Archibald J. Cronin was a Scottish physician who wanted to be a novelist. Born in 1896 he was awarded a scholarship in 1914 to study medicine at the University of Glasgow. World War I interrupted his studies, however, and he served as a Royal Navy surgeon before completing his medical degree in 1919. In 1924 he was appointed Medical Inspector of Mines for Great Britain, and in subsequent years his research and reports on the correlation between coal dust inhalation and pulmonary disease won him both high honors and the admiration of colleagues in medicine around the world.
In 1930 he was forced to take medical leave after being diagnosed with chronic stomach ulcers. He used his leave of absence to begin writing his first novel, Hatter’s Castle. He found the task to be frustrating, once asking himself, “Why am I wearing myself out with this toil for which I am so preposterously ill-equipped? I ought to be resting — conserving, not squandering my energies on this fantastic task.” Discouraged about his early lack of fulfillment in writing, he bundled up the manuscript and threw it in the trash outside the farmhouse where he was staying. And in an attempt to recapture his “sanity,” he went for a walk in the drizzling rain.
Along the lake shore he came upon an old farmer who was laboring with turning the soil with a shovel, made more difficult by the rain. Cronin inquired about why he was digging in the stubborn ground. The old man stopped digging and replied, “My father ditched this bog all his days and never made a pasture. I’ve dug it all my days and I’ve never made a pasture. But pasture or no pasture, I can’t help but dig. For my father knew and I know that if you only dig enough, a pasture can be made here.”
Challenged by these words from the farmer, Cronin hurried back to the trash container and retrieved the water-soaked manuscript. He dried the pages in the kitchen oven and returned to the task of writing. Three months later the manuscript was finished. Satisfied now with his effort, but without any assurance from a publisher, he sent off the manuscript and forgot about it.

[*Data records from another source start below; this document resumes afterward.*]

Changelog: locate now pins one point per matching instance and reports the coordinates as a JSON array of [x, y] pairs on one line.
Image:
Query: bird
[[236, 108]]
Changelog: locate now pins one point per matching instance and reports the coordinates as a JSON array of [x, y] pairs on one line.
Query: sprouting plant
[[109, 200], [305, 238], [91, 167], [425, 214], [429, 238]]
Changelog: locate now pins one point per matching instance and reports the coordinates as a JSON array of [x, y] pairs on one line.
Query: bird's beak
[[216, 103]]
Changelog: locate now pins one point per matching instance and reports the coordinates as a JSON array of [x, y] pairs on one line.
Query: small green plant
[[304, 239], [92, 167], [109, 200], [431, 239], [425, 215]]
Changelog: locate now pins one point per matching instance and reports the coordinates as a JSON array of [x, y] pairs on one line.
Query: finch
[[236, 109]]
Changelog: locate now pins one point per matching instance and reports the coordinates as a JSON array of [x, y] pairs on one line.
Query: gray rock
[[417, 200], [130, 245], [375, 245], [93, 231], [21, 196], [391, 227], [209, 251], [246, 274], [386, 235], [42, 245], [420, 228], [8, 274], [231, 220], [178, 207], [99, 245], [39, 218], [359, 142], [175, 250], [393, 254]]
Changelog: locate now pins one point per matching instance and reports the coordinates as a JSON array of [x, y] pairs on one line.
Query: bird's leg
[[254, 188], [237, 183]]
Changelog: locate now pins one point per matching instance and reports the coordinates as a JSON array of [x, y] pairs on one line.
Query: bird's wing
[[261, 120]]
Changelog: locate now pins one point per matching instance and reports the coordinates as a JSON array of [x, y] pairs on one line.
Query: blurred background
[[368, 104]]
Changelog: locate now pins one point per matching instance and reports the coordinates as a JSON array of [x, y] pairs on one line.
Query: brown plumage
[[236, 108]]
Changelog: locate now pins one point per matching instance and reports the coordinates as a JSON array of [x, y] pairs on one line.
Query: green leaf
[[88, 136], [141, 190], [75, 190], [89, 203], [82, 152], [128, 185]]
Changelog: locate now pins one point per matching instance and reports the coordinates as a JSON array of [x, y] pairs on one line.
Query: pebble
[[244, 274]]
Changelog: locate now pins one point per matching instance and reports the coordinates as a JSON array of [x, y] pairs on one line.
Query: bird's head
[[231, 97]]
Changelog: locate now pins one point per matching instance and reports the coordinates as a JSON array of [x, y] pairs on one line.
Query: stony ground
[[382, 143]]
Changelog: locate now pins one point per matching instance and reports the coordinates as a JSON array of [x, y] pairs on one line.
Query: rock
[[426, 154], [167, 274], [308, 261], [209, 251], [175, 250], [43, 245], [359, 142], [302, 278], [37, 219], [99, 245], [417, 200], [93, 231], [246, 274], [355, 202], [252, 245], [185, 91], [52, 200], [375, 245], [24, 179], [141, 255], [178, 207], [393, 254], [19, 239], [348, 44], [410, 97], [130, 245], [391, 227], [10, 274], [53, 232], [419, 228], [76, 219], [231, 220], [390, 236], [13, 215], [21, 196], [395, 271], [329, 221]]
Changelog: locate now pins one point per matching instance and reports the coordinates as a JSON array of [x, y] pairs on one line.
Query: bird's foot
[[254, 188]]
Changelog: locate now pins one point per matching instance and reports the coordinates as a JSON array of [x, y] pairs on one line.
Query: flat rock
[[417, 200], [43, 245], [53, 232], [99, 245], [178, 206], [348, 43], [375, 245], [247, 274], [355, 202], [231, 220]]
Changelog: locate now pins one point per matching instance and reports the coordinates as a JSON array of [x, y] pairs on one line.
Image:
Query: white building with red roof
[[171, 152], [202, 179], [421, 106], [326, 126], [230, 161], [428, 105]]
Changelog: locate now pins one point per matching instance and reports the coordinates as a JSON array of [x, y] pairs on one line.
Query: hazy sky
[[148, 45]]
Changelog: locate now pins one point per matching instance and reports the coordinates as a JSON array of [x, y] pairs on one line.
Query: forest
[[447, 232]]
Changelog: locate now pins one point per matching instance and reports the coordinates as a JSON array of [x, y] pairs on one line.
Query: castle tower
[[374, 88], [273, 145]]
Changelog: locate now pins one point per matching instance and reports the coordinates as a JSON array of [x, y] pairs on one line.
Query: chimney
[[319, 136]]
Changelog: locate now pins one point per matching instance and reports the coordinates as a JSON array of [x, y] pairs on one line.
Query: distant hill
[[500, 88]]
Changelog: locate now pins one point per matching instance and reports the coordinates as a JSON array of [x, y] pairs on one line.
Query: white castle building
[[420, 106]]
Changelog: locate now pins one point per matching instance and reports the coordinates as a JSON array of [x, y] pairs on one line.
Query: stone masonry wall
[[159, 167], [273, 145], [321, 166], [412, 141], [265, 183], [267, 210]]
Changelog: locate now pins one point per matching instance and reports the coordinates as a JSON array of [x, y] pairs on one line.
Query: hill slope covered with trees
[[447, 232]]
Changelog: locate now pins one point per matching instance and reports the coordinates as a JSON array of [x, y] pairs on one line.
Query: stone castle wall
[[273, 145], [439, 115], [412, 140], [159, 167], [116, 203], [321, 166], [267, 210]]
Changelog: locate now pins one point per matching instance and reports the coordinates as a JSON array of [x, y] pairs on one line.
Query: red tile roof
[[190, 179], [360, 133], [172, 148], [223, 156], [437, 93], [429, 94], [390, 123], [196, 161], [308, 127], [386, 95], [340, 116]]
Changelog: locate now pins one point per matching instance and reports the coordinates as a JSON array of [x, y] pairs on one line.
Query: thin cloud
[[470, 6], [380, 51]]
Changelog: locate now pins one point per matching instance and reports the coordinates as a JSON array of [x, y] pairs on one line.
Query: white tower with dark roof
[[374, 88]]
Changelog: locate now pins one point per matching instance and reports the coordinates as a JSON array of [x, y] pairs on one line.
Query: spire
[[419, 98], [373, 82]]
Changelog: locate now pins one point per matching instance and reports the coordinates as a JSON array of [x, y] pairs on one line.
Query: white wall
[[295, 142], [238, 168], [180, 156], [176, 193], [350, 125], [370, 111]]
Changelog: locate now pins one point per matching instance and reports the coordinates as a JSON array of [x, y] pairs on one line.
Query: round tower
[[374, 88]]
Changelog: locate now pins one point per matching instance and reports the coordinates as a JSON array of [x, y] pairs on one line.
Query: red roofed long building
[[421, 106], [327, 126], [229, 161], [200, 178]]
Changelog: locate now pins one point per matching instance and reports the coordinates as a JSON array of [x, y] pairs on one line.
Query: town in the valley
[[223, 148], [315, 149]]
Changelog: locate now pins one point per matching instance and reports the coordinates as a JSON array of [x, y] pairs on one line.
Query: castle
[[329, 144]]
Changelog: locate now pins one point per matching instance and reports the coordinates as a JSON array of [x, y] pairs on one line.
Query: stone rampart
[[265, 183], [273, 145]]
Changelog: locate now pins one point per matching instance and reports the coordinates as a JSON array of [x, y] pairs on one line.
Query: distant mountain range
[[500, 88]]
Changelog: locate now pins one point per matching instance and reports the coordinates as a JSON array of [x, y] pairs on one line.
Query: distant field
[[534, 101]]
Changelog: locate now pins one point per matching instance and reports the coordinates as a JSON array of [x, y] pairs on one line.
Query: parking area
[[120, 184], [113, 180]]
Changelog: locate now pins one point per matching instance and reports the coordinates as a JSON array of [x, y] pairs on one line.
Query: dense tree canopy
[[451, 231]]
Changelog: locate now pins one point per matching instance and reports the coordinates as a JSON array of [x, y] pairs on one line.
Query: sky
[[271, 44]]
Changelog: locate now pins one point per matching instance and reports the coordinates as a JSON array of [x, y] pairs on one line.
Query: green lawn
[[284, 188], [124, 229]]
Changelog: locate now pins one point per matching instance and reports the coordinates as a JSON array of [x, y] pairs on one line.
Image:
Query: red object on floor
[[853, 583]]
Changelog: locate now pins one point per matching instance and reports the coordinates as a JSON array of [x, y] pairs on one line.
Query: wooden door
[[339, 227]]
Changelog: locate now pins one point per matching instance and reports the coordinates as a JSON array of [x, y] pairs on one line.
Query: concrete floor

Later he wrote, “In the days which followed I gradually regained my health, and I began to chafe at idleness. I wanted to be back in harness”—in the practice of medicine, not writing.
On the day he was to leave the small village and return to his career, he went around town, saying his good-byes to the simple folk who had befriended him. When he entered the post-office, the postmaster presented him with a telegram—a notice of acceptance by the publisher. The novel that he had tried to throw away, Hatter’s Castle, became a huge success and made the doctor wealthy. It was translated into nineteen languages, bought by a Hollywood studio, and sold millions of copies. He would eventually write many more novels and stories, including Grand Canary, The Stars Look Down, and The Citadel.